Compare the difference between these two:

select device.device_name,
       fw.data ->> 'version' as version,
       fw.update_time,
       internal_id
from device
        join
     (select max(firmware_notification.update_time) update_time, data, device_id
        from firmware_notification
    group by device_id) fw on fw.device_id = device.id
        join device_id_internal_id on device.id = device_id_internal_id.device_id;

select device.device_name,
       fw.data ->> 'version' as version,
       fw.update_time,
       internal_id
from device
        join
     (select max(firmware_notification.update_time) update_time, data, device_id
        from firmware_notification
    group by device_id) fw on fw.device_id = device.id
        join device_id_internal_id on fw.id = device_id_internal_id.device_id;

And now the query plan and performance for the "latest firmware for every device" query:

QUERY PLAN
|--CO-ROUTINE fw
|  `--SCAN firmware_notification USING INDEX sqlite_autoindex_firmware_notification_1
|--SCAN fw
|--SEARCH device USING INTEGER PRIMARY KEY (rowid=?)
`--SEARCH device_id_internal_id USING INDEX sqlite_autoindex_device_id_internal_id_1 (device_id=?)
...
Run Time: real 0.367 user 0.331444 sys 0.033939

So, yeah.
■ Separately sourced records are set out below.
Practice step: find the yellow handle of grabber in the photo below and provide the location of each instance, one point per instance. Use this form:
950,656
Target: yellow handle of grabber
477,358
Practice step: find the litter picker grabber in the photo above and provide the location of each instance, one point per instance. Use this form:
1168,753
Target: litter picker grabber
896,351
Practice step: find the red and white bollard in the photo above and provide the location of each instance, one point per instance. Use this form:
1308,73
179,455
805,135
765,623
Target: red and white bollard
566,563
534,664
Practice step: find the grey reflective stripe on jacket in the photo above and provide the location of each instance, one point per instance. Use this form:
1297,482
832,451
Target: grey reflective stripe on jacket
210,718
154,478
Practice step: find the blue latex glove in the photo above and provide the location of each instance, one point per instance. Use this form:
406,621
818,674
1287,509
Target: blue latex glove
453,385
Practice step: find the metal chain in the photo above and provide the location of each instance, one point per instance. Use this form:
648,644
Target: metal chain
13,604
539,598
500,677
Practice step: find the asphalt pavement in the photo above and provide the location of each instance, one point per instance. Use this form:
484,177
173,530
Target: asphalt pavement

Important to remember that despite carrying the "same" data the way in which a table is joined carries a lot of weight to the query planner.

Indexing

Despite the fact that both access patterns are now very fast for even the "full table scan" scenario it is too tempting not to try improving query performance where possible. Beginning with the per-device history: indexing the device id and update time gets a bit more than a 40% improvement in performance:

> create index idx_firmware_device_update 
      on firmware_notification(device_id, update_time desc);

QUERY PLAN
|--SCAN device_id_internal_id
|--SEARCH device USING INTEGER PRIMARY KEY (rowid=?)
|--SCAN firmware_notification USING INDEX idx_firmware_device_update
`--USE TEMP B-TREE FOR ORDER BY
DEV0020663|4000-97-72|V1.7.4|2024-12-26 17:03:56
DEV0020663|4000-97-72|V0.5.1|2024-11-11 21:19:43
DEV0020663|4000-97-72|V3.2.3|2024-10-09 15:21:00
DEV0020663|4000-97-72|V3.8.8|2024-08-28 22:00:37
Run Time: real 0.042 user 0.038475 sys 0.003671

And delightfully the same index benefits the latest firmware for all devices query too to the tune of about 30%:

QUERY PLAN
|--CO-ROUTINE fw
|  `--SCAN firmware_notification USING INDEX idx_firmware_device_update
|--SCAN fw
|--SEARCH device USING INTEGER PRIMARY KEY (rowid=?)
`--SEARCH device_id_internal_id USING INDEX sqlite_autoindex_device_id_internal_id_1 (device_id=?)
...
Run Time: real 0.237 user 0.208258 sys 0.027774

Thoughts

In an earlier iteration on this idea I mistakenly introduced some duplication into the query results when I applied a cross join between two tables by using the form FROM table_a, table_b WHERE ... instead of using the explicit JOIN ... ON. Considering the insidious nature of the issue I figured making the stylistic choice to avoid comma-style joins entirely might be warranted. Even for intentional uses of CROSS JOIN typing the words out probably better conveys intent. In the case of this performance gaff because of join conditions I'm forced to consider if there's something similar to be done. I am inclined to say USING can help with readability but it turns out, even renaming device.id to device.device_id so that all the joins can instead use JOIN <table> USING(device_id) isn't sufficient. Instead the key seems to be hoisting the subquery out to the first table selection and then joining from there. I might be biased with the knowledge that this new form is also key to good performance but I think it reads better too:

select device.device_name,
       fw.data ->> 'version' as version,
       fw.update_time,
       internal_id
from (select max(firmware_notification.update_time) update_time, 
             data, 
             device_id
        from firmware_notification
    group by device_id) fw
        join device using(device_id)
        join device_id_internal_id using(device_id);

There is something deeply funny in realizing I've managed to re-solve (and re-document!) a variation on a problem I explored here years ago. Maybe things will stick better for having repeated my mistakes again.